Devido aos vários diálogos que já tive com tais críticos, creio que detectei um equívoco frequente sobre o que significa o fato de uma proposição ser, em si, uma verdade a priori para algum assunto. Esse erro não apenas causa confusão a respeito da metodologia econômica de Mises, mas também obscurece os verdadeiros fundamentos das ciências empíricas que, justificadamente, muitas dessas pessoas tanto admiram.

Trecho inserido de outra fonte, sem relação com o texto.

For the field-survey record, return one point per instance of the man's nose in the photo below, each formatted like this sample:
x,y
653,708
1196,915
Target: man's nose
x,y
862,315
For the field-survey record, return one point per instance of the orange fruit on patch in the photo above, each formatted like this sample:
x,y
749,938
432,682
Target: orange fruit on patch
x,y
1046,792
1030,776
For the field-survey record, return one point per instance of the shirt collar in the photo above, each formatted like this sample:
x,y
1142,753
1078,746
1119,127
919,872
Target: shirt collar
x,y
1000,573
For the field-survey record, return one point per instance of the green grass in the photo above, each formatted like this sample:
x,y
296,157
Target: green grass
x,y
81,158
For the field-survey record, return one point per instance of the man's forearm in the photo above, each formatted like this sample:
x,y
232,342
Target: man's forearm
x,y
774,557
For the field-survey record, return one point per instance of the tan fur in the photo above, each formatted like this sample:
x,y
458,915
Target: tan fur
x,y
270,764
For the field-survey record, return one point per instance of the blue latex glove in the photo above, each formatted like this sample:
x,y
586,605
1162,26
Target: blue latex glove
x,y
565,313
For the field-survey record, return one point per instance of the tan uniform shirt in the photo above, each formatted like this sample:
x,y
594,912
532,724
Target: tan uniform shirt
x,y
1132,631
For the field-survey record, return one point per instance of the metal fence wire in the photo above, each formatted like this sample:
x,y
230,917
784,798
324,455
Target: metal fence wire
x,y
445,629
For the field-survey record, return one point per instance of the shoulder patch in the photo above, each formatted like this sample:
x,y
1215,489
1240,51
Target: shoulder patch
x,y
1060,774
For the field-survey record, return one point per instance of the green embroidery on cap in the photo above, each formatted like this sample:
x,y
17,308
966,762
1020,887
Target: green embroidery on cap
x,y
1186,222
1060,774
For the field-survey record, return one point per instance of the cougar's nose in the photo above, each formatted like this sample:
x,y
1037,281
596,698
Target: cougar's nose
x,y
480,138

Pelo que entendo de Mises, ao caracterizar os princípios fundamentais da economia como verdades a priori e não como fatos incertos abertos a descobertas ou refutações empíricas, ele não estava dizendo que as leis econômicas nos foram reveladas por ação divina, como os dez mandamentos foram a Moisés. Ele também não estava alegando que os princípios econômicos são transferidos automaticamente aos nossos cérebros pela simples evolução humana, nem que podemos compreendê-los e articulá-los sem antes ter ganhado familiaridade com o comportamento da economia através da participação e da observação dela em nossas próprias vidas. Na verdade, é bem possível que alguém tenha tido uma boa dose de experiência real com a atividade econômica e, ainda assim, nunca ter imaginado quais os princípios básicos - se algum - ela exibe.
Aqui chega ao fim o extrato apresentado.